Zero Reasons To Be Long

the bleeding continues...


Cliffynator said...

Stewie, I've been playing with retirement money that I can't touch for 20 years, so it's been hard to truly think short-term. I bought IVV at 75 and kept believing it would turn around. I finally 'capitulated' today and traded it for SDS. Thanks!
Are you holding overnight?

talcumboy said...

Yowsa, how's that for a contrarian indicator? :)

Hope you've read the prospectus for SDS and are aware it only tracks the daily performance of the SPY. SPY is significantly below its November low, but SDS actually closed below its November high today.

Stewie said...

lol: i think short term we are headed lower.

i had abx short from friday but covered it for a 1 pt gain this morning. i added to FAZ on today's drop. \\

talcumbiy; PLEASE ELABORATE on what you said about SDS. THNX bro.

talcumboy said...

"ProShares UltraShort S&P500 seeks daily investment results, before fees and expenses, that correspond to twice (200%) the inverse (opposite) of the daily performance of the S&P500® Index"

What this comes down to is that while it is a good short-term way to trade opposite to the market, it's longer term performance does not necessarily reflect twice the inverse performance of the S&P 500.

Also (and I'm not 100% clear on how this works), in times of increased volatility the longer term correlation seems to deteriorate even more.
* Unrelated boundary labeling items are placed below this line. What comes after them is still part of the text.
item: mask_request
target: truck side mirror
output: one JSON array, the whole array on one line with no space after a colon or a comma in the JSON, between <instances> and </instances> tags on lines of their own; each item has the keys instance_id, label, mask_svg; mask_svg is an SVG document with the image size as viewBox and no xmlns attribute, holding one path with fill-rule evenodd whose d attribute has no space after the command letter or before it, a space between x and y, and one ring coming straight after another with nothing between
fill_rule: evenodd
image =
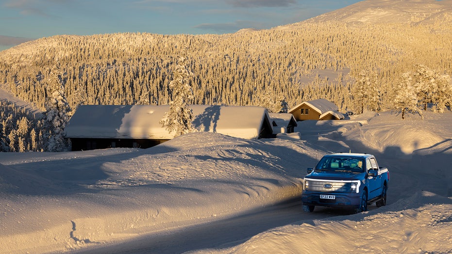
<instances>
[{"instance_id":1,"label":"truck side mirror","mask_svg":"<svg viewBox=\"0 0 452 254\"><path fill-rule=\"evenodd\" d=\"M369 170L369 175L370 176L377 176L378 175L378 171L376 170Z\"/></svg>"}]
</instances>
For an example check out SRS vs IYR (ultra inverse and standard real-estate etfs). The peak of SRS was in November at 273 (while IYR had a low of 22.92). Though IYR is again under 23 dollars SRS is only at around 100!

Maybe someone else can explain why the ultra ETFs seem to experience significant NAV (Net Asset Value) loss in periods of higher volatility - I know I've read something about it before, but can't seem to find it.
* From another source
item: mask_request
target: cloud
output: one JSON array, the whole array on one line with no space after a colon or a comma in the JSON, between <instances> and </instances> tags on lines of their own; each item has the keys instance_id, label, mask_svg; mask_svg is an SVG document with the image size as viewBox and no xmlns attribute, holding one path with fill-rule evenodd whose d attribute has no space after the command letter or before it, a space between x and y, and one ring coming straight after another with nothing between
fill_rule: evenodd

So, I'd be cautious holding any of the inverse ETF for longer than a couple weeks, especially given how far and fast we have fallen in the last month or two.
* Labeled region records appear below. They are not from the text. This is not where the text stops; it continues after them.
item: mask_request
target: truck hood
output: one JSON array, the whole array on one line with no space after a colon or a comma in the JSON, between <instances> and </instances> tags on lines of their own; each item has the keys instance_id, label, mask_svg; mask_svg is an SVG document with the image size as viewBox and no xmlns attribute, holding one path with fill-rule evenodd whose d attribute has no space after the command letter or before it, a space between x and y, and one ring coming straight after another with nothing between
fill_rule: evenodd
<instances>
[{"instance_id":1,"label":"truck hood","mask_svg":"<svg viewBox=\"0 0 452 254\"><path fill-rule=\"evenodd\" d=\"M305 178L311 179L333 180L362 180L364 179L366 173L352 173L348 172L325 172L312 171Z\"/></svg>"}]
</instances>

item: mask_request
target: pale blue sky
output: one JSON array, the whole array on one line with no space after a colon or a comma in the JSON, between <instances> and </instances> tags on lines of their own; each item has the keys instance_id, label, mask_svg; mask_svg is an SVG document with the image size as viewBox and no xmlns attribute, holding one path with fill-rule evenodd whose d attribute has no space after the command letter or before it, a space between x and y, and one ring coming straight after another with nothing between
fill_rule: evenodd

PS. As an item of interest I've read of some people shorting the ultra inverse etfs as a way of capturing some of this NAV loss as well as upward movement in the market. Something to think about.

Stewie said...

thnx talc. i rarely hold inverse etfs for more than 2 days.

Cliffynator said...

Thanks for the concern, guys, but I'm trying to play more days.
As for the Ultra ETFs, I'll try to explain it as simply as possible...I tend to get wordy. If the S&P goes up 1%, the Ultra ETF will go up 2% (theoretically). If the S&P then drops 2%, the ETF will drop 4%.
So, $1 in SPY goes from 1 to 1.1, then to 1.078. That same $1 in IVV will go from 1 to 1.2, then to 1.152. Sure, you're still up more in the Ultra, but you've lost .048 in the Ultra compared to .022 in the strait ETF.

Cliffynator said...

---oops, didn't get to finish that last comment.
I was going to say that added volatility will add up those losses, and you could end up worse off. So, yeah, double and triple ETFs are ONLY FOR SHORT TERM.
It's not rocket science, but one could still get burned.
Hey Talcumboy, as soon as I pulled the trigger on that trade, I got sick to my stomach to see if that would be the exact moment of a serious rally. Been lucky so far...

slotmonkey said...

Here's a pretty good explanation

Stewie said...

cliff: sorry about that SDS trade. looks it was a capitulation trade to reverse it. happens to everyone from time to time. gotta be quick to realize the mistake and switch to the right side.